Proper nursing documentation will, most importantly, ensure that your patients receive the highest quality and correct care in response to their symptoms. Legally speaking, proper nursing documentation will help you defend yourself in a malpractice lawsuit, and can also keep you out of court in the first place. The following excerpts are courtesy of NSO Risk Advisor-January, 1977:


  • Check that you have the correct chart before you begin writing.
  • Make sure your documentation reflects the nursing process and your professional capabilities.
  • Write legibly.
  • Chart the time you gave a medication, the administration route, and the patient's response.
  • Chart precautions or preventive measures used, such as bed rails.
  • Record each phone call to a physician, including the exact time, message, and response.
  • Chart patient care at the time you provide it.
  • If you remember an important point after you've completed your documentation, chart the information with a notation that it's a "late entry." Include the date and time of the late entry.
  • Document often enough to tell the whole story.

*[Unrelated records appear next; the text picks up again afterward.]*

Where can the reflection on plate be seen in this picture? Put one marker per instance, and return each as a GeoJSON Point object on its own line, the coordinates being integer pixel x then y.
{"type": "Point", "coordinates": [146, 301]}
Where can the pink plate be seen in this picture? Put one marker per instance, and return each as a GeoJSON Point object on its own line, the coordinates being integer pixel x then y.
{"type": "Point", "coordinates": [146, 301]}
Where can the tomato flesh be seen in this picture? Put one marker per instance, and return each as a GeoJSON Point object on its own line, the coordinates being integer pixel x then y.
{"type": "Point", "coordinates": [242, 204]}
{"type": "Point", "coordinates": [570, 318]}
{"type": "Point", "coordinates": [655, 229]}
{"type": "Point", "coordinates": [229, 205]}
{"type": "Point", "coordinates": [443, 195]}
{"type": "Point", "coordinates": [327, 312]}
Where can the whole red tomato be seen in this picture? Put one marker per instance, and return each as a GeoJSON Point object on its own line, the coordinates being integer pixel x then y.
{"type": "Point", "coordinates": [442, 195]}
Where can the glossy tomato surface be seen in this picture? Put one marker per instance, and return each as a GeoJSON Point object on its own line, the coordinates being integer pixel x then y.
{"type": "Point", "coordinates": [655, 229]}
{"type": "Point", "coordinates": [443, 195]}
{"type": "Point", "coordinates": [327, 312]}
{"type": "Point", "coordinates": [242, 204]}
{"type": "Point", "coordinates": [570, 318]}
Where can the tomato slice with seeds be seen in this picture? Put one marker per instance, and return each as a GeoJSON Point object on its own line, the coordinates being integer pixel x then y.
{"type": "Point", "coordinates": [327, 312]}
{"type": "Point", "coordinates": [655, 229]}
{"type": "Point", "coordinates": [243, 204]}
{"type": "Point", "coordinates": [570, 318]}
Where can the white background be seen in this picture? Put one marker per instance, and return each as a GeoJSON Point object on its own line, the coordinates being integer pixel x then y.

  • Don't chart a symptom, such as "c/o pain," without also charting what you did about it.
  • Don't alter a patient's record - this is a criminal offense.
  • Don't use shorthand or abbreviations that aren't widely accepted.
  • Don't write imprecise descriptions, such as "bed soaked" or "a large amount."
  • Don't chart what someone else said, heard, felt, or smelled unless the information is critical. In that case, use quotations and attribute the remarks appropriately.
  • Don't chart care ahead of time - something may happen and you may be unable to actually give the care you've charted. Charting care that you haven't done is considered fraud.